During the recent impromptu sit-in by House legislators, Paul Ryan, Speaker of the House, decided to adjourn the House and shut down C-Span network cameras. But that didn’t stop the broadcast -- not when everyone had a TV distribution platform in their pocket.
Technology had a work-around, mostly with Periscope, Facebook and Snapchat for live-streaming shared around the country. The likes of traditional TV networks, MSNBC and others picked up the feed -- even if the quality wasn't always the best.
Couple this with new legal rulings over the use of drones when it comes to journalism, and we keep on expanding into stuff that was seemingly private, making it public.
In effect, the House situation let lawmakers become their own camera crews. And why not? Taking matters into their own hands, they are increasingly some of our best entertainers -- even when talking about serious issues!
But rules were broken, according to Republican leaders of the house. The use of cameras is prohibited when the House of Representatives is not in session.
Now we might wonder, what is next? When will smartphone cameras make their way into the Supreme Court proceedings, all to get a keen insight into the workings of democracy?
Surely, some up-close and personal military/police operations wouldn’t lend themselves to “live” TV transmission. We know many enforcement personnel are required to have cameras on their bodies -- but for private transmissions only, to replay specific actions.

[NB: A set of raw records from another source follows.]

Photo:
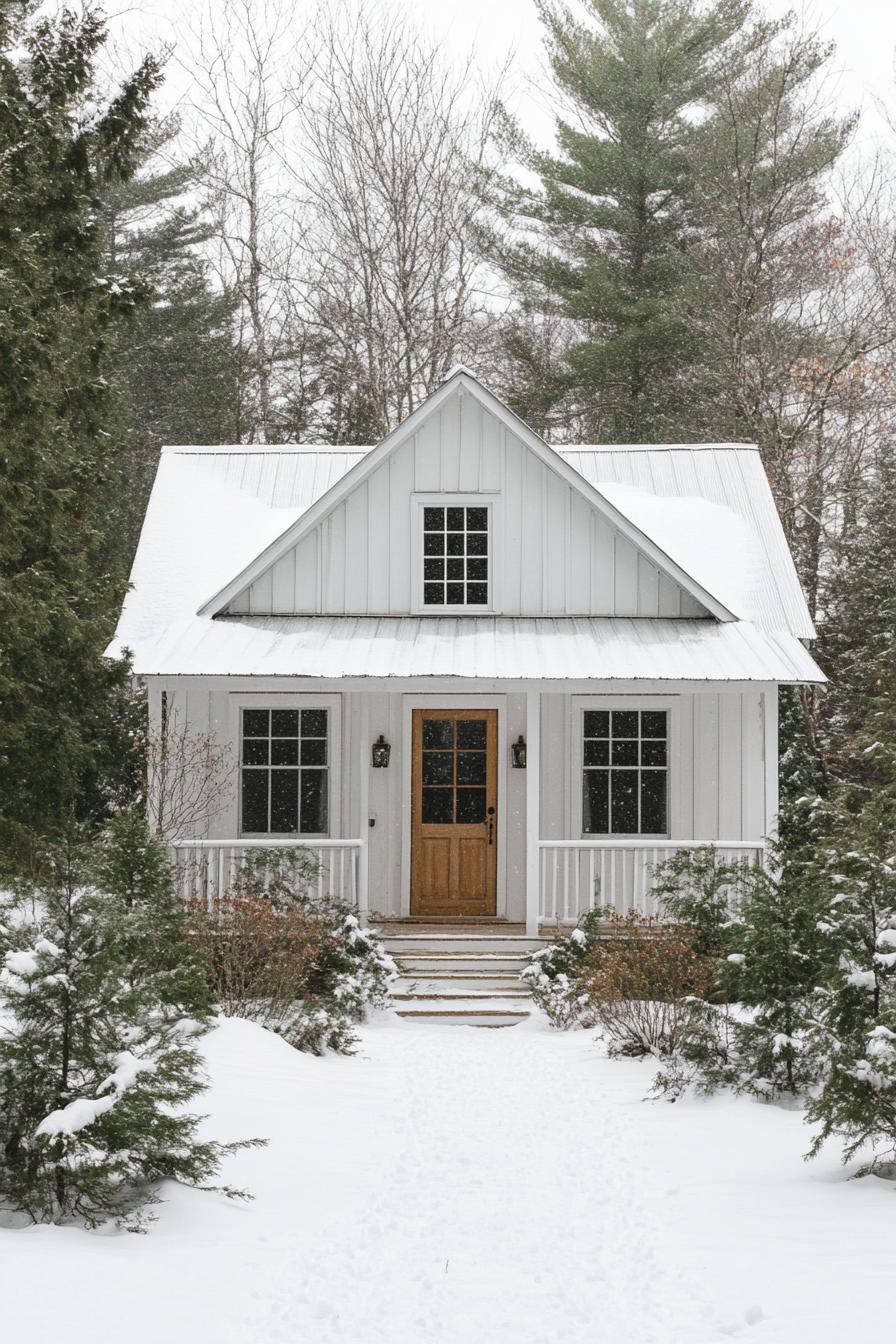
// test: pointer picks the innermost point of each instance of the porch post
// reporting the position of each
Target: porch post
(363, 807)
(532, 809)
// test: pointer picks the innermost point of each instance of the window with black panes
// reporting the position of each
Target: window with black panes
(285, 772)
(625, 772)
(456, 555)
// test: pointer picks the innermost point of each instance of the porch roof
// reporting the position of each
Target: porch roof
(480, 648)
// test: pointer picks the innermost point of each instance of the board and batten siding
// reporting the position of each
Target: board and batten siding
(554, 554)
(722, 782)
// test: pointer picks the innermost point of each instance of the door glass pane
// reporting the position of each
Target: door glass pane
(313, 799)
(284, 751)
(254, 800)
(653, 803)
(623, 803)
(438, 733)
(284, 801)
(437, 807)
(470, 807)
(437, 766)
(472, 733)
(597, 794)
(470, 768)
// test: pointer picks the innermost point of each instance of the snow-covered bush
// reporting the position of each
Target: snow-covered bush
(641, 983)
(288, 958)
(552, 973)
(96, 1069)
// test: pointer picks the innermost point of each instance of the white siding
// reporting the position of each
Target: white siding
(552, 553)
(722, 784)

A gunman/shooting scenario in movie theater in Germany brings up more questions. MSNBC, for one, was careful to note video from Periscope running on its network showing the situation was not live.
Raw video of governmental or non-government activities may not always be gripping drama -- even on C-Span itself. Still for many, there can be nuggets of valuable information.
But with all our growing media usage, do we even have the time to be our own curators, editors or TV producers?